The ER is the wildcard of medicine. You never know what the day will bring. Some days are slow and you see a few of the regulars: shortness of breath, fever, cough, low back pain, dental pain. Some days are busy and full of the kinds of ailments that are served much more efficiently and holistically in the primary care provider's office. Some days brings horror.
I recently witnessed my first cocaine overdose. Hyperthermia, hypertension, tachycardia: the sympathomymetic toxidrome, the awful truth of what can happen to what is essentially a kid. It was difficult to watch a person who is in leathers with dilated pupils, appearing scared and basically unresponsive but it is even more difficult to see their parent when they come in the room and know that it was the coke and wonder why it had to happen to their kid.
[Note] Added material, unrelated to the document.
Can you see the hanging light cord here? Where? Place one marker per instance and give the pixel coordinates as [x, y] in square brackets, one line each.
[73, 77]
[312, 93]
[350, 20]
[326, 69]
There was not a whole lot we could do for this person but we did everything we could. People who were on call at home came in to the hospital. Other ER patients had to wait. Medicines, hopeful antidotes, lined the counter and waited for their turn to be injected into the veins of a person who is not really with us anymore, and likely will not return. The overdose was strong, it antagonized many of the interventions. Finally a call was made to move the patient to a bigger institution. Maybe they could help.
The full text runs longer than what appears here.